Under no circumstances should staff contact pupils, parents or conduct any school business using personal school e-mail addresses. Contact with parents and pupils using home ICT equipment falls beyond the scope of this policy but within the safeguarding and professional standards frameworks of LA workers and therefore should not happen.
All e-mails should be written and checked carefully before sending, in the same way as a letter written on school headed paper
Staff sending e-mails to external organizations are advised to cc. the Head Teacher, line manager or designated account
E-mails created or received as part of your School job will be subject to disclosure in response to a request for information under the Freedom of Information Act 2000. You must therefore actively manage your e-mail account as follows:
Delete all e-mails of short-term value
Organise e-mail into folders and carry out frequent house-keeping on all folders and archives
However you access your school e-mail (whether directly, through webmail when away from the office or on non-school hardware) all the school e-mail policies apply.
The use of Hotmail, BTInternet, AOL or any other Internet based webmail service for sending, reading or receiving business related e-mail is not permitted. Personal email accounts using such providers should not be accessed using school ICT.
E-mail should not be left running while staff are away from their desk, to prevent unauthorised access.
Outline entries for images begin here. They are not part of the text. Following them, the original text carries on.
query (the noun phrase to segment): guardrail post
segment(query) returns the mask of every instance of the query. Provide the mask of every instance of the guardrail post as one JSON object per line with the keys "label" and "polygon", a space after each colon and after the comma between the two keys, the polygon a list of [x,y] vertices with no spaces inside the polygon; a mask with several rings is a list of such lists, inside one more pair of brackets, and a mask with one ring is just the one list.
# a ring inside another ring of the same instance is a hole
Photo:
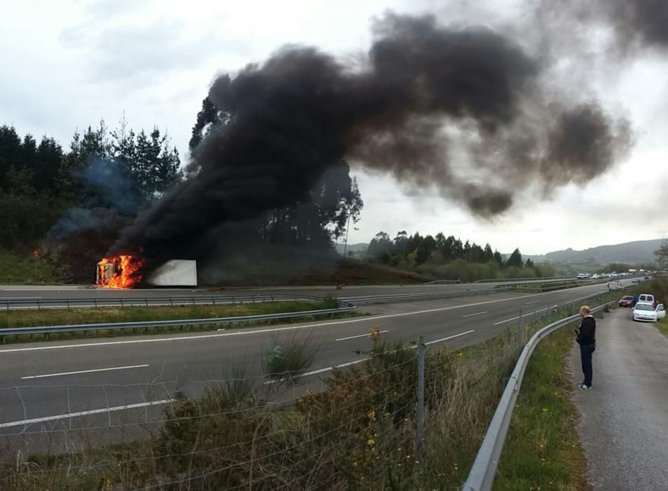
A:
{"label": "guardrail post", "polygon": [[517,321],[517,350],[522,352],[522,309],[519,309],[519,318]]}
{"label": "guardrail post", "polygon": [[425,338],[417,338],[417,441],[415,445],[415,459],[425,466],[425,354],[427,347]]}

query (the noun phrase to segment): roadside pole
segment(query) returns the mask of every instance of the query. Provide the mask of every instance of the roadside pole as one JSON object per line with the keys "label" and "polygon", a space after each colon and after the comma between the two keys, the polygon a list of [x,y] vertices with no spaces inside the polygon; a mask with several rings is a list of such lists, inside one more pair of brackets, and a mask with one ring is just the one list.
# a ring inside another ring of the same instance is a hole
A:
{"label": "roadside pole", "polygon": [[425,355],[427,347],[425,338],[417,338],[417,441],[415,445],[415,457],[425,468]]}

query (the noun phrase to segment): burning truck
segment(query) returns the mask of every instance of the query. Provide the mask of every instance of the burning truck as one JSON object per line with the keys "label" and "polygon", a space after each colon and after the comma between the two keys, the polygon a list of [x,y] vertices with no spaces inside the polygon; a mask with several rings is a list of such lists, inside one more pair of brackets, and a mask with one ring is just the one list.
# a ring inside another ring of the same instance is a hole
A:
{"label": "burning truck", "polygon": [[131,255],[105,257],[98,263],[95,284],[105,288],[151,286],[196,286],[196,261],[172,260],[150,271],[145,277],[146,261]]}

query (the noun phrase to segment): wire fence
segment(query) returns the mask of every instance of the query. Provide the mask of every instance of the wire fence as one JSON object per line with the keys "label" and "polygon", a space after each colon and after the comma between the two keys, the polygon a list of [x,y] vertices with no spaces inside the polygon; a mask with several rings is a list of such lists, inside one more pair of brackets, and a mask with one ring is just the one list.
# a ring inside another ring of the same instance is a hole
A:
{"label": "wire fence", "polygon": [[457,489],[519,349],[603,300],[532,304],[464,350],[376,328],[341,368],[293,339],[220,379],[0,389],[0,490]]}

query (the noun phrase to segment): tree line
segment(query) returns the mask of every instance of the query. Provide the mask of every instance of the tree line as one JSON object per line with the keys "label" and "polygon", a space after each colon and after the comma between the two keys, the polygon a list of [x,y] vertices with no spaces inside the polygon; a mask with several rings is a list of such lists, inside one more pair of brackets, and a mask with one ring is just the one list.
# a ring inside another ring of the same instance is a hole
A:
{"label": "tree line", "polygon": [[[205,99],[191,154],[212,129],[224,130],[232,116]],[[60,268],[61,281],[88,281],[91,264],[119,231],[187,178],[166,133],[157,126],[135,131],[124,116],[113,129],[101,121],[75,131],[67,147],[53,137],[38,140],[1,126],[0,249],[41,255]],[[248,250],[267,244],[333,252],[333,241],[359,220],[363,206],[356,181],[342,160],[301,202],[242,224],[239,241]]]}
{"label": "tree line", "polygon": [[[219,109],[208,97],[202,101],[189,143],[191,152],[212,130],[224,131],[234,114]],[[348,163],[341,160],[323,176],[306,199],[270,210],[256,226],[258,240],[265,244],[309,247],[332,251],[349,223],[356,223],[364,206],[356,180]]]}
{"label": "tree line", "polygon": [[432,236],[406,231],[394,238],[383,231],[371,240],[365,255],[372,262],[412,269],[443,279],[474,281],[497,277],[546,277],[554,276],[549,264],[525,261],[519,248],[505,258],[489,243],[484,246],[440,232]]}
{"label": "tree line", "polygon": [[[134,217],[180,177],[180,168],[166,134],[157,128],[135,133],[124,119],[112,131],[102,121],[75,132],[67,149],[0,126],[0,247],[36,247],[69,209]],[[123,206],[128,200],[132,206]]]}

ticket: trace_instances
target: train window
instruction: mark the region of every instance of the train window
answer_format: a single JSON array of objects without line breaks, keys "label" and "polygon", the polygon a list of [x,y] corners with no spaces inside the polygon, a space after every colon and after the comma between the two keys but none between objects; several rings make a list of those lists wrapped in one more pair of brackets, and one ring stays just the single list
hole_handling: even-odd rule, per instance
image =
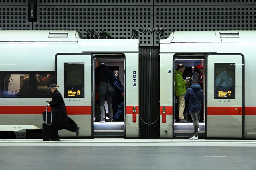
[{"label": "train window", "polygon": [[55,81],[54,72],[5,74],[4,77],[3,94],[6,97],[51,96],[52,94],[48,88]]},{"label": "train window", "polygon": [[235,99],[236,64],[215,63],[214,98]]},{"label": "train window", "polygon": [[84,98],[84,63],[64,63],[64,98]]}]

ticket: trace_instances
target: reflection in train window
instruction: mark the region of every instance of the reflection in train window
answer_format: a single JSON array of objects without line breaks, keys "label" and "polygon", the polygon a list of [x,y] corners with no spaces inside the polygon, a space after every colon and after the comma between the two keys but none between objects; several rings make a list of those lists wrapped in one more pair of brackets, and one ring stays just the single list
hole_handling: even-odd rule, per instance
[{"label": "reflection in train window", "polygon": [[26,97],[51,96],[51,93],[48,88],[55,82],[54,72],[22,73],[4,75],[3,92],[4,96]]},{"label": "reflection in train window", "polygon": [[64,63],[64,98],[84,98],[84,63]]},{"label": "reflection in train window", "polygon": [[215,63],[214,98],[235,98],[236,64]]}]

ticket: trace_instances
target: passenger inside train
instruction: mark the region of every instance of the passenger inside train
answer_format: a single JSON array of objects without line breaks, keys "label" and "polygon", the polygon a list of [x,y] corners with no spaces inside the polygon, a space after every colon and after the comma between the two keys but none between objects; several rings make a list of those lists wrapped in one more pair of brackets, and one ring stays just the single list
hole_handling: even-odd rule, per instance
[{"label": "passenger inside train", "polygon": [[[124,83],[124,74],[123,68],[124,63],[123,61],[117,60],[95,60],[95,65],[104,63],[107,65],[108,69],[113,73],[115,78],[115,81],[112,85],[112,87],[115,89],[116,93],[114,96],[112,96],[112,106],[113,110],[113,121],[123,122],[124,121],[124,87],[123,84]],[[100,64],[99,64],[100,63]],[[95,79],[94,91],[94,119],[95,122],[103,123],[101,121],[100,104],[100,96],[98,92],[98,85],[96,84],[96,77],[97,74],[95,68]],[[111,117],[109,114],[110,111],[106,99],[105,98],[104,104],[104,122],[112,122],[110,121]],[[116,115],[116,113],[117,114]]]},{"label": "passenger inside train", "polygon": [[47,88],[49,84],[54,82],[54,74],[45,74],[45,78],[44,79],[44,77],[40,77],[42,74],[26,73],[5,74],[4,76],[4,91],[3,94],[7,97],[12,95],[12,97],[28,95],[42,97],[51,96]]},{"label": "passenger inside train", "polygon": [[[180,111],[180,105],[179,102],[180,100],[177,95],[177,87],[178,85],[177,76],[180,75],[176,74],[178,71],[179,71],[179,73],[181,75],[181,79],[180,80],[179,84],[180,84],[180,82],[183,82],[182,84],[183,86],[182,89],[183,90],[184,95],[187,89],[192,85],[191,82],[192,81],[196,81],[200,84],[200,87],[204,94],[204,59],[203,58],[201,59],[200,58],[201,57],[199,57],[199,59],[188,59],[189,58],[187,59],[183,57],[182,59],[180,59],[177,57],[177,58],[175,59],[174,60],[174,66],[176,66],[177,68],[178,68],[178,70],[176,68],[176,70],[174,71],[176,74],[174,74],[174,87],[173,89],[174,95],[173,98],[174,134],[176,136],[184,136],[184,135],[185,134],[184,133],[188,133],[188,134],[190,131],[193,131],[194,129],[192,123],[193,119],[189,111],[188,101],[184,101],[184,103],[181,102],[182,104],[183,103],[183,105],[181,106],[182,107],[181,111]],[[181,69],[180,71],[179,71],[178,67],[180,66],[182,66],[184,70]],[[199,120],[199,124],[201,127],[200,128],[200,131],[203,132],[204,130],[205,107],[204,103],[202,103],[201,104],[201,109],[200,112],[200,120]],[[183,107],[184,107],[183,108],[184,109],[182,108]],[[182,115],[183,117],[184,120],[181,121],[180,115]]]}]

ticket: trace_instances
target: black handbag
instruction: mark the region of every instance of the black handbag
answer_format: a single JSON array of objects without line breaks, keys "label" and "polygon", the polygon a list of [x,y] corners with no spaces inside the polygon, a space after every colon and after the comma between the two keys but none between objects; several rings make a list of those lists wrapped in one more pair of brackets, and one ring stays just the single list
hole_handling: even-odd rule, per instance
[{"label": "black handbag", "polygon": [[116,90],[114,89],[112,86],[109,84],[109,81],[108,81],[108,86],[107,86],[108,88],[108,93],[109,95],[113,96],[115,96],[115,94],[116,93]]}]

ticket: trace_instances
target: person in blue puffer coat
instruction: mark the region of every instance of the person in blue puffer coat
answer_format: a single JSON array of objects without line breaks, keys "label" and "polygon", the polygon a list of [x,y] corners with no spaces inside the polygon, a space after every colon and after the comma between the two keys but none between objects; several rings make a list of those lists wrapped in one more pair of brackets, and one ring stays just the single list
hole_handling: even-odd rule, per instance
[{"label": "person in blue puffer coat", "polygon": [[115,70],[113,71],[115,77],[115,81],[113,83],[113,88],[116,90],[115,96],[112,98],[112,106],[113,108],[113,117],[117,111],[118,106],[124,101],[124,86],[122,85],[119,79],[119,71]]},{"label": "person in blue puffer coat", "polygon": [[187,89],[184,98],[185,100],[188,101],[188,110],[193,120],[194,136],[189,139],[198,140],[199,113],[204,101],[204,93],[197,80],[193,80],[192,83],[192,85]]}]

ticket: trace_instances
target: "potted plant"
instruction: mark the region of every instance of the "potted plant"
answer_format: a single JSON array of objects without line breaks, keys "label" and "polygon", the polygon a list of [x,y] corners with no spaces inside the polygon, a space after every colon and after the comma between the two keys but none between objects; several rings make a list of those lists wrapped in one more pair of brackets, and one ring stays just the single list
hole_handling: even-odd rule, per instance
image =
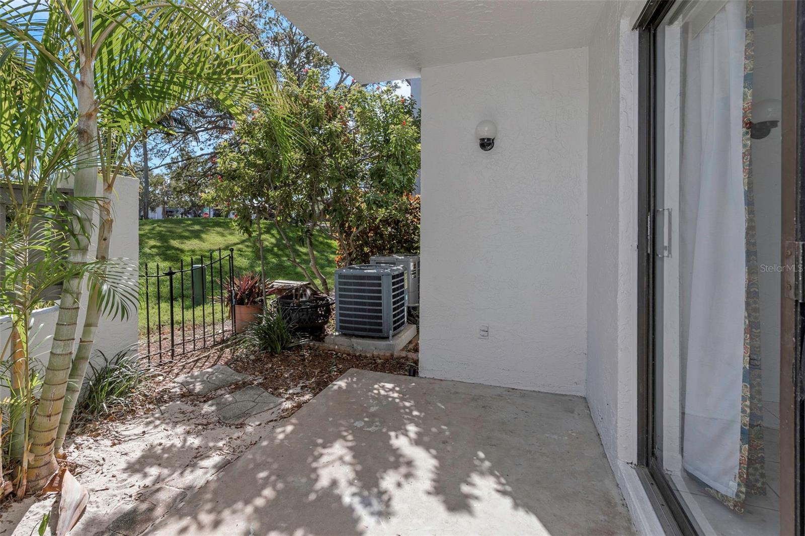
[{"label": "potted plant", "polygon": [[242,333],[262,312],[263,287],[260,276],[251,272],[224,282],[235,310],[235,333]]}]

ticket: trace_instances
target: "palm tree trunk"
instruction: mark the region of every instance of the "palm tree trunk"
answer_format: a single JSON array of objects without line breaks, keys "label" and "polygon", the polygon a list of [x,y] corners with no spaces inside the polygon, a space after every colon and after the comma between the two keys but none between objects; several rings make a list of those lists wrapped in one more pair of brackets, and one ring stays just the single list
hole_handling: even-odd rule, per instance
[{"label": "palm tree trunk", "polygon": [[9,444],[9,452],[12,461],[22,461],[23,454],[25,452],[25,426],[28,420],[27,414],[27,406],[24,403],[25,397],[30,396],[27,393],[27,374],[25,371],[25,346],[23,344],[23,338],[19,335],[19,328],[17,325],[11,328],[11,381],[10,394],[14,403],[11,407],[19,411],[19,414],[9,414],[10,418],[16,417],[14,423],[14,430],[11,432],[11,443]]},{"label": "palm tree trunk", "polygon": [[260,284],[262,286],[262,312],[266,312],[266,257],[262,249],[262,220],[257,219],[257,241],[260,246]]},{"label": "palm tree trunk", "polygon": [[[112,226],[114,221],[112,218],[112,190],[114,186],[106,184],[104,186],[103,199],[100,205],[100,225],[98,225],[98,241],[95,252],[95,258],[97,260],[105,260],[109,258],[109,244],[112,241]],[[84,320],[84,328],[81,330],[81,337],[79,340],[78,349],[76,351],[76,357],[72,360],[72,366],[70,369],[70,377],[67,382],[67,391],[64,398],[64,407],[61,412],[61,418],[59,422],[59,430],[56,432],[56,443],[54,448],[56,452],[61,450],[64,443],[64,437],[70,427],[70,422],[72,420],[72,414],[76,410],[76,403],[78,402],[78,395],[84,385],[84,378],[87,374],[87,365],[89,364],[89,356],[93,351],[93,345],[95,341],[95,332],[98,328],[98,321],[101,320],[101,304],[98,301],[98,293],[93,292],[89,295],[89,302],[87,303],[87,314]]]},{"label": "palm tree trunk", "polygon": [[[85,20],[86,35],[92,35],[92,14]],[[87,262],[92,232],[94,201],[98,183],[97,109],[95,104],[95,73],[90,51],[82,51],[78,97],[78,164],[73,195],[79,200],[72,207],[72,237],[68,259],[74,265]],[[54,445],[64,403],[68,377],[72,365],[73,346],[81,299],[83,278],[64,282],[59,303],[59,315],[53,334],[53,345],[47,359],[42,395],[31,427],[31,453],[27,468],[31,491],[41,489],[58,469]],[[26,456],[27,458],[27,456]]]},{"label": "palm tree trunk", "polygon": [[148,184],[149,179],[148,167],[148,132],[146,131],[146,135],[142,137],[142,219],[148,219],[148,211],[151,210],[151,204],[148,199],[148,189],[151,186]]}]

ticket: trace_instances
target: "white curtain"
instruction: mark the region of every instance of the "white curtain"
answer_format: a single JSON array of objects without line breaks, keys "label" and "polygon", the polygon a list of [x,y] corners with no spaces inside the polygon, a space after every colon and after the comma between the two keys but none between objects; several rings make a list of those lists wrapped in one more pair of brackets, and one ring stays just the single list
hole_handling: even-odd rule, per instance
[{"label": "white curtain", "polygon": [[687,300],[683,464],[732,497],[744,353],[745,8],[743,1],[729,2],[687,36],[679,192],[680,282]]}]

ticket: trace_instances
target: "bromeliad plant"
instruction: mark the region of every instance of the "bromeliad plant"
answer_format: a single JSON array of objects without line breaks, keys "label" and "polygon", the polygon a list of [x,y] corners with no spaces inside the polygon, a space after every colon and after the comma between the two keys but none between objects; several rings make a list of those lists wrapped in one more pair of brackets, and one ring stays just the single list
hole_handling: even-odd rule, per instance
[{"label": "bromeliad plant", "polygon": [[[75,199],[68,205],[64,270],[53,272],[63,283],[56,332],[26,428],[22,459],[31,491],[56,470],[55,451],[75,408],[98,319],[128,313],[102,286],[90,287],[73,354],[93,222],[99,208],[95,257],[103,262],[114,179],[133,143],[144,130],[160,128],[171,109],[204,97],[233,110],[239,101],[261,102],[283,146],[273,70],[223,23],[227,6],[224,0],[0,0],[0,173],[23,190],[69,175]],[[97,278],[109,278],[102,265],[96,270]],[[13,318],[24,347],[28,324]],[[25,478],[18,491],[26,489]]]},{"label": "bromeliad plant", "polygon": [[261,305],[265,287],[262,278],[252,272],[224,281],[224,290],[232,297],[233,305]]}]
When staff have to leave a desk e-mail should be shut down and re-opened once again.
Use your own school e-mail account so that you are clearly identified as the originator of a message
If you are required to send an e-mail from someone else’s account, always sign on through the ‘Delegation’ facility within your e-mail software so that you are identified as the sender (if available within your software)
Keep the number and relevance of e-mail recipients, particularly those being copied, to the minimum necessary and appropriate.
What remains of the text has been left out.